Statistical tools: The genutil Package

Slides:



Advertisements
Similar presentations
Chapter 4: Basic Estimation Techniques
Advertisements

Computer, Minitab, and other printouts. r 2 = 67.8% 67.8% of the variation in percent body fat can be explained by the variation in waist size.
A. The Basic Principle We consider the multivariate extension of multiple linear regression – modeling the relationship between m responses Y 1,…,Y m and.
One Dimensional Arrays
Chapter 7 Introduction to Procedures. So far, all programs written in such way that all subtasks are integrated in one single large program. There is.
CSCI 6962: Server-side Design and Programming Input Validation and Error Handling.
Welcome to PHYS 225a Lab Introduction, class rules, error analysis Julia Velkovska.
Climate Specific Tools: The cdutil Package. cdutil - overview The cdutil Package contains a collection of sub- packages useful to deal with Climate Data.
CmpE 104 SOFTWARE STATISTICAL TOOLS & METHODS MEASURING & ESTIMATING SOFTWARE SIZE AND RESOURCE & SCHEDULE ESTIMATING.
Mathematics and Graphing in Chemistry Lab 1. Outline Mathematics in Chemistry Units Rounding Digits of Precision (Addition and Subtraction) Significant.
Arrays. What is an Array? An array is a way to structure multiple pieces of data of the same type and have them readily available for multiple operations.
© McGraw-Hill Higher Education. All Rights Reserved. Chapter 2F Statistical Tools in Evaluation.
Propagation of Error Ch En 475 Unit Operations. Quantifying variables (i.e. answering a question with a number) 1. Directly measure the variable. - referred.
Lecture 3 Review of Linear Algebra Simple least-squares.
By Hrishikesh Gadre Session II Department of Mechanical Engineering Louisiana State University Engineering Equation Solver Tutorials.
Statistics: Data Analysis and Presentation Fr Clinic II.
Jan Shapes of distributions… “Statistics” for one quantitative variable… Mean and median Percentiles Standard deviations Transforming data… Rescale:
Statistics Psych 231: Research Methods in Psychology.
Statistics: Data Presentation & Analysis Fr Clinic I.
Data Analysis II.
Business Statistics BU305 Chapter 3 Descriptive Stats: Numerical Methods.
Chapter 13 Statistics © 2008 Pearson Addison-Wesley.
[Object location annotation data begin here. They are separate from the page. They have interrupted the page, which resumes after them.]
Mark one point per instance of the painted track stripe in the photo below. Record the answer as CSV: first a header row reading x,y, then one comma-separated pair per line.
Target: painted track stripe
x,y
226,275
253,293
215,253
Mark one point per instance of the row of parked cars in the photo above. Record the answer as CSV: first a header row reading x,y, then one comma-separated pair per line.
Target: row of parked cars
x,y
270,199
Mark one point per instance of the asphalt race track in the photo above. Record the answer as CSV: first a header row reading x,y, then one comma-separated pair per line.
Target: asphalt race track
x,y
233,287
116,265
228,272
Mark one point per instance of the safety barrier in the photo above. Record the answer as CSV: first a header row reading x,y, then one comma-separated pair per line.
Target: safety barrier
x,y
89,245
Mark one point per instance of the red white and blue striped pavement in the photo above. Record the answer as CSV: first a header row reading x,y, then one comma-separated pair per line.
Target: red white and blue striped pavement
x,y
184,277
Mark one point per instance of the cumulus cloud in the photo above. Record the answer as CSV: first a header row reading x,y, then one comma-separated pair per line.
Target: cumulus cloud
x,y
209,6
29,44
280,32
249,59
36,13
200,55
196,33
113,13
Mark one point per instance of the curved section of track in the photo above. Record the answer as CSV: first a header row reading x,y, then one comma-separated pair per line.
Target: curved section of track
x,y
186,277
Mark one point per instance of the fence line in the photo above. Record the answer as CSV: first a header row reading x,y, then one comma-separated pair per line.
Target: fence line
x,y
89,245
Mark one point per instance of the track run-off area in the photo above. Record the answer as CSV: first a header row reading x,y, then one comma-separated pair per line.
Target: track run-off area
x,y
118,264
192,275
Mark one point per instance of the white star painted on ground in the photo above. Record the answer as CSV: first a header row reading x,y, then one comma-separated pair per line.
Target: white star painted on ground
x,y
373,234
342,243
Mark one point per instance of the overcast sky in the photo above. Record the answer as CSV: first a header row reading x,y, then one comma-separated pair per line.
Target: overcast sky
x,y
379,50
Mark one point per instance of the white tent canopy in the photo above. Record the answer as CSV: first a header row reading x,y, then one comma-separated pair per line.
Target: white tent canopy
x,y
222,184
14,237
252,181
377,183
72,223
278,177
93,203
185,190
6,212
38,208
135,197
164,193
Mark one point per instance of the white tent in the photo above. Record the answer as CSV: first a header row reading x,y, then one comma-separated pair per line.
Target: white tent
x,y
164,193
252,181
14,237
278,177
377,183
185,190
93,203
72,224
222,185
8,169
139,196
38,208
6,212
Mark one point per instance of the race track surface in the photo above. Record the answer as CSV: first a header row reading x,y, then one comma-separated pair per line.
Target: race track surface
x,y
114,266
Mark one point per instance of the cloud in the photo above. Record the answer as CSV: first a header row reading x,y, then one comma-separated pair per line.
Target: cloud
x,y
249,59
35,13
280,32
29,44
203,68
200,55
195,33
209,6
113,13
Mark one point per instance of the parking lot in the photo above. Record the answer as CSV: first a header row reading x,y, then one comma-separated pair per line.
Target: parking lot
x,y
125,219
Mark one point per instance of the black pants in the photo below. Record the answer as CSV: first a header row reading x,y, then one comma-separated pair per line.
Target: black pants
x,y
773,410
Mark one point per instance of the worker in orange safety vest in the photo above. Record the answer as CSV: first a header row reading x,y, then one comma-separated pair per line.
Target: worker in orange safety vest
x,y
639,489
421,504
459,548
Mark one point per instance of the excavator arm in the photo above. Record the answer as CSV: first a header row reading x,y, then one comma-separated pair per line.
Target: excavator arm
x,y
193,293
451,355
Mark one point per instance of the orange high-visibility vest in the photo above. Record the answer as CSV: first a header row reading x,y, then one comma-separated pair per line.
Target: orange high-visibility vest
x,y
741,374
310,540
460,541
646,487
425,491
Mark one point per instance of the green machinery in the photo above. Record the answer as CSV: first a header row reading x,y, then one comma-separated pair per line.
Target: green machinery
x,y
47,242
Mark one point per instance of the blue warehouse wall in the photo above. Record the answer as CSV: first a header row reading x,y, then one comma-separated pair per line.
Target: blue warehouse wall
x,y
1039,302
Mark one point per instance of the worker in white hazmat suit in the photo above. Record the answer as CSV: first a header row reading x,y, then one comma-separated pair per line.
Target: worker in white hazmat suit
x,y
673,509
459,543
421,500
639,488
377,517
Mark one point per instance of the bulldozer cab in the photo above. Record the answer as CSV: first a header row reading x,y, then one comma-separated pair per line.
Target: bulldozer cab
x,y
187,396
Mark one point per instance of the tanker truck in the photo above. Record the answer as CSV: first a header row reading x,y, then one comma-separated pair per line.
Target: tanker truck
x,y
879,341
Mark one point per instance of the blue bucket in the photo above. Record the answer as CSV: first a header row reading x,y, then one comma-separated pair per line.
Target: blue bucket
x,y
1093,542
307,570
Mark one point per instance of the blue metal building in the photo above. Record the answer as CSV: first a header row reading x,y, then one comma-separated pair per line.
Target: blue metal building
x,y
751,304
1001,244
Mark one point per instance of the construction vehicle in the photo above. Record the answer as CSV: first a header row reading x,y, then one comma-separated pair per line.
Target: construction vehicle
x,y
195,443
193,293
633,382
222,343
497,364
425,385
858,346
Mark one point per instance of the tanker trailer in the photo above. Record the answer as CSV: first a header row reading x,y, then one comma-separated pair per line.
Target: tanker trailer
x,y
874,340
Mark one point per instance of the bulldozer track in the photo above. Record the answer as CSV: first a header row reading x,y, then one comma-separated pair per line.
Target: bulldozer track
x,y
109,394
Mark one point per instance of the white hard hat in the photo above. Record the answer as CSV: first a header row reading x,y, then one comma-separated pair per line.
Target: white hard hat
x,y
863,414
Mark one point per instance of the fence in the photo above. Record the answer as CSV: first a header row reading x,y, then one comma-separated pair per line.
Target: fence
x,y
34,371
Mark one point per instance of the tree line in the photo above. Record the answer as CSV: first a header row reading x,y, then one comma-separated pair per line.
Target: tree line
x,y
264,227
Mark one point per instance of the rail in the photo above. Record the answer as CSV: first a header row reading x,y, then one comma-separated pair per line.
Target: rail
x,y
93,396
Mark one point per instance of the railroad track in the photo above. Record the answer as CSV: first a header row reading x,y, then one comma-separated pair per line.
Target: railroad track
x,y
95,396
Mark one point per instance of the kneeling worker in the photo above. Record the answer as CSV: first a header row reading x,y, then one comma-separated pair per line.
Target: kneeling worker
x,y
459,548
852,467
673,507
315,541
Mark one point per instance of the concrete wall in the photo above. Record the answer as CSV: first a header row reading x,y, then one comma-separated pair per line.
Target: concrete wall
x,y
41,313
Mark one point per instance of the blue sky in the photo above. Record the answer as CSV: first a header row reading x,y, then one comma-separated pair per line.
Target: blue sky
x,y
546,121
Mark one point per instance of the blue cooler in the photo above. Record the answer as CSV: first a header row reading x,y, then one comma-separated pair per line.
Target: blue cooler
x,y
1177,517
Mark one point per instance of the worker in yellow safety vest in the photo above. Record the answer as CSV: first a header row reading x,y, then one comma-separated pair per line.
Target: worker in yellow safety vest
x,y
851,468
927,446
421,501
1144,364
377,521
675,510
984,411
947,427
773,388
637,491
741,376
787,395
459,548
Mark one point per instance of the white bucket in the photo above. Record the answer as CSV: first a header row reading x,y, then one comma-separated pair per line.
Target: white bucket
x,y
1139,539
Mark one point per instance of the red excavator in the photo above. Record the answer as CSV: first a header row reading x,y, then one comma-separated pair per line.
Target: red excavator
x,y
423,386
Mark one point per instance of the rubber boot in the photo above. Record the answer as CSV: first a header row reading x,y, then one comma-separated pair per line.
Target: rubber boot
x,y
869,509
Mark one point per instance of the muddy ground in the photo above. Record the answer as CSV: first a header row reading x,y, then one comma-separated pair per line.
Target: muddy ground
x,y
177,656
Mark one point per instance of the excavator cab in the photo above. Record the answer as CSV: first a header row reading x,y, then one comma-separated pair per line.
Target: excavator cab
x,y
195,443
All rights reserved.
Graphing Linear Relations and Functions Objectives: Understand, draw, and determine if a relation is a function. Graph & write linear equations, determine.
COMPUTER SCIENCE FEBRUARY 2011 Lists in Python. Introduction to Lists Lists (aka arrays): an ordered set of elements  A compound data type, like strings.
Chapter 3 – Descriptive Statistics
Regression. Correlation and regression are closely related in use and in math. Correlation summarizes the relations b/t 2 variables. Regression is used.
Chapter 12 Multiple Linear Regression Doing it with more variables! More is better. Chapter 12A.
Managerial Economics Demand Estimation. Scatter Diagram Regression Analysis.
+ Chapter 12: Inference for Regression Inference for Linear Regression.
Chapter 17 Partial Correlation and Multiple Regression and Correlation.
PS 225 Lecture 20 Linear Regression Equation and Prediction.
Propagation of Error Ch En 475 Unit Operations. Quantifying variables (i.e. answering a question with a number) 1. Directly measure the variable. - referred.
Python Functions.
Python Mini-Course University of Oklahoma Department of Psychology Lesson 21 NumPy 6/11/09 Python Mini-Course: Lesson 21 1.
Hossain Shahriar Announcement and reminder! Tentative date for final exam need to be fixed! We have agreed so far that it can.
Copyright © 2005 Brooks/Cole, a division of Thomson Learning, Inc. Variable Selection 1 Chapter 8 Variable Selection Terry Dielman Applied Regression Analysis:
Data Analysis, Presentation, and Statistics
Statistics Presentation Ch En 475 Unit Operations.
Using SPSS Note: The use of another statistical package such as Minitab is similar to using SPSS.
Multiple Regression Analysis Regression analysis with two or more independent variables. Leads to an improvement.
1 09/2003 Processing Library Update CF Checker – Script made available as a web based form on the BADC site -
Chapter 3: Transformations of Graphs and Data Lesson 6: Scale Changes of Data Mrs. Parziale.
Data Structures I (CPCS-204) Week # 2: Algorithm Analysis tools Dr. Omar Batarfi Dr. Yahya Dahab Dr. Imtiaz Khan.
PH2150 Scientific Computing Skills
Chapter 4: Basic Estimation Techniques
Chapter 4 Basic Estimation Techniques
CHAPTER 3 Describing Relationships
Review 1. Describing variables.
Regression Analysis Module 3.
BUSINESS MATHEMATICS & STATISTICS.
Computer Programming Fundamentals
Basic Estimation Techniques
CMSC201 Computer Science I for Majors Lecture 21 – Dictionaries
Introduction, class rules, error analysis Julia Velkovska
Regression.
Functions.
Array List Pepper.
Basic Estimation Techniques
Multiple Regression A curvilinear relationship between one variable and the values of two or more other independent variables. Y = intercept + (slope1.
PH2150 Scientific Computing Skills
Imperative Data Structures
Summarizing Data by Statistics
Simple Linear Regression
Simple Linear Regression
ADVANCED DATA ANALYSIS IN SPSS AND AMOS
mdul-cntns-sub-cmmnts2.f90
Multivariate Analysis Regression
Descriptive Statistics
2.2 Linear relations and functions.
Procedures with optional parameters which do not require matching arguments Example: consider the exponent function which may take one argument, m, in.
Presentation transcript:

Statistical tools: The genutil Package

General Utilities : genutil genutil contains statistical (and other) tools such as: statistics grower picker udunits

genutil.statistics The statistics module provides the user with some basic statistics function: (auto)correlation (auto)covariance geometricmean laggedcorrelation laggedcovariance linearregression percentiles meanabsdiff median rank rms std variance See CDAT documentation and doc strings for more info: >>> help(genutil.statistics.geometricmean)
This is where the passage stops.